Truth is, the right-wing commentariat is content to have black churches with timid members worshipping under the banner: "I'm but a stranger here; heaven is my home." It's those black congregations with pastors who make their churches a voice of liberating gospel, with a loud emphasis on sticking up for the persecuted and afflicting the comfortable, that right-wingers consider a threat to the republic.
Which gets me to the Rev. Jeremiah Wright.
I've never met him or been to his church. I've seen those TV snippets of his sermons. I've also heard what Barack Obama has said about his former pastor, their relationship and his views on Wright's rants. His explanations won't satisfy some, especially those who never planned to support him, anyway. As for me, 'tis enough, 'twill serve.
I also know, as Clark has pointed out, that church plays a religious and cathartic role unlike that of any other institution in the black community. It's a haven, a place for emotional release and personal affirmation. The pastor is given much leeway, so long as the church is held together as a family.
Those thoughts may be beyond the understanding of people who wonder why Obama will not leave Trinity.
I know why he stays. So, I bet, would Absalom Jones and Richard Allen.
The most damaging charge against each was an alleged connection with unpatriotic and potentially violent radicals.
Do you guys accept a full and complete explanation from everybody--i.e. George W. Bush or John McCain or some other person from the other side of the aisle or even Hillary?--or is it only Obama's explanation that we must accept without question?
explanation of what?
Do you guys accept a full and complete explanation from everybody--i.e. George W. Bush or John McCain or some other person from the other side of the aisle or even Hillary?--or is it only Obama's explanation that we must accept without question?
I agree with every word you just said...but I also maintain that I don't find anything particularly wrong with Obama going to the church he chooses to go to.
I also don't know what all the hand-wringing is about what Wright says in his sermons. Whether or not it is true - those are his perceptions. Obama may or may not agree with them- and I'd be willing to bet that if he does (which I kind of do) he brings along with that agreement the ability to temper the inflammatory nature some might take from them because of his own family situation. If anything, he's well-placed within such a congregation with a pastor such as Wright- and I think it would be a shame if he left.
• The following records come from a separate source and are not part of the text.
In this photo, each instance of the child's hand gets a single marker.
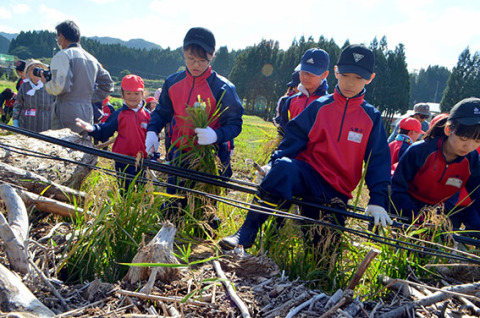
(379, 214)
(206, 136)
(151, 142)
(83, 124)
(260, 175)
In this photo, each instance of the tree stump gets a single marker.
(159, 250)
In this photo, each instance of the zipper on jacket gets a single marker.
(443, 173)
(343, 117)
(191, 91)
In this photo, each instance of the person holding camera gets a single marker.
(76, 79)
(33, 106)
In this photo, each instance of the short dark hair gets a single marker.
(69, 30)
(7, 94)
(437, 130)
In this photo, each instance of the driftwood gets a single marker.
(14, 233)
(38, 184)
(15, 296)
(49, 205)
(299, 308)
(449, 292)
(228, 286)
(161, 298)
(159, 250)
(361, 269)
(61, 172)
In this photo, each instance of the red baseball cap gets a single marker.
(410, 123)
(132, 83)
(150, 100)
(106, 101)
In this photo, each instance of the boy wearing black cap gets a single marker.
(20, 69)
(325, 148)
(313, 71)
(183, 89)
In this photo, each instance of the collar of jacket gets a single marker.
(201, 77)
(358, 99)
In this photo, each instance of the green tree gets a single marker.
(464, 81)
(428, 84)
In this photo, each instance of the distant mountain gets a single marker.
(4, 44)
(9, 36)
(133, 43)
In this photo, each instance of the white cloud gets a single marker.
(102, 1)
(21, 8)
(5, 13)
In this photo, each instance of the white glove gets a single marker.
(261, 176)
(206, 136)
(83, 124)
(151, 142)
(379, 214)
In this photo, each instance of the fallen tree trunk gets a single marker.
(14, 232)
(38, 184)
(49, 205)
(15, 296)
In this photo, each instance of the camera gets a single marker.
(37, 71)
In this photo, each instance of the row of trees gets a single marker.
(261, 71)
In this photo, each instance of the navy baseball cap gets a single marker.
(357, 59)
(314, 61)
(202, 37)
(20, 65)
(295, 79)
(466, 111)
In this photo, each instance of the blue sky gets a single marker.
(433, 32)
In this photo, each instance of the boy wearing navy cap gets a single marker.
(182, 90)
(20, 69)
(313, 71)
(325, 148)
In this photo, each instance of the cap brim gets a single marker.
(354, 69)
(309, 68)
(207, 48)
(468, 121)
But I'm with you - I can't stand all this second-guessing of other peoples' motives. I tend to give them the same benefit of the doubt that I would want given to me - no matter which party they represent- now their ACTIONS- that's a different story. They make those open season simply by putting themselves in that position.
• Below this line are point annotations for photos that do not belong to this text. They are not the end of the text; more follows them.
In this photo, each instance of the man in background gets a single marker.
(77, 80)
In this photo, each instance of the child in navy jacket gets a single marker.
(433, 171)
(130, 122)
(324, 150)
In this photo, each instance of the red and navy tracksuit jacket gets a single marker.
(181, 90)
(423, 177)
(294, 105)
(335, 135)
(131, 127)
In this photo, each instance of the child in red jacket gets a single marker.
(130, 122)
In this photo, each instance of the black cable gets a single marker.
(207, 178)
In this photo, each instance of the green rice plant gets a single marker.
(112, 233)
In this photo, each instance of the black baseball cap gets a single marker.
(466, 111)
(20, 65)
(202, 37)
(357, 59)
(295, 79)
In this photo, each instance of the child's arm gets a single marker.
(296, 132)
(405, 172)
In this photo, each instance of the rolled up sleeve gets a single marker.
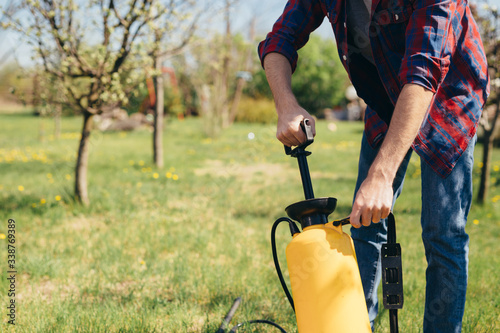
(429, 46)
(291, 31)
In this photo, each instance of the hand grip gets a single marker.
(307, 129)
I see what you're saying. And all I'll say is this...although my track record in terms of reading people is pretty good- I also acknowledge that I make mistakes sometimes-but I don't think I am here.
I don't read Obama as being a particularly bitter or hate-filled person. I don't think he's interested in dividing our country by race. I think, especially given his background, he's much more interested in trying to make it more cohesively manageable for all races and would like to see people of all races working to do that together.
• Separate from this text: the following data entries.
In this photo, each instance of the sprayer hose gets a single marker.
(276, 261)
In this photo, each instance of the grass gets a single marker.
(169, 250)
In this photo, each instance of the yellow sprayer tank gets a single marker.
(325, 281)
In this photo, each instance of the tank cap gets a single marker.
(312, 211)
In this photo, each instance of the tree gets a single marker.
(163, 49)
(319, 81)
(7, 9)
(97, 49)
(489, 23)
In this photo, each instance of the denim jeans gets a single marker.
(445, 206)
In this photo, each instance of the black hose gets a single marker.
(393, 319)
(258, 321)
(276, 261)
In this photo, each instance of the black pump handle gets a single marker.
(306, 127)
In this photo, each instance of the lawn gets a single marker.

The fact that he chooses to go to a black church is not as much of an issue as people want to make it. Black people historically worship differently from white people. It's a whole different ball game. I know because I was raised in an evangelical white church and I've spent many, many Sundays in evangelical black churches. I actually prefer the black churches because the level of emotional and spiritual release that is appropriate and allowed is different than I find to be more typical of white churches. Maybe he just enjoys that. I know I do. You feel lifted when you walk out of a black church...and when you sing...my goodness...maybe that's what he needs to feed his soul.
People just need to allow that there are differences in people an that's okay.
I don't think we have any racists running for President (from either of the major parties)
That's one issue I'm not worried about this time.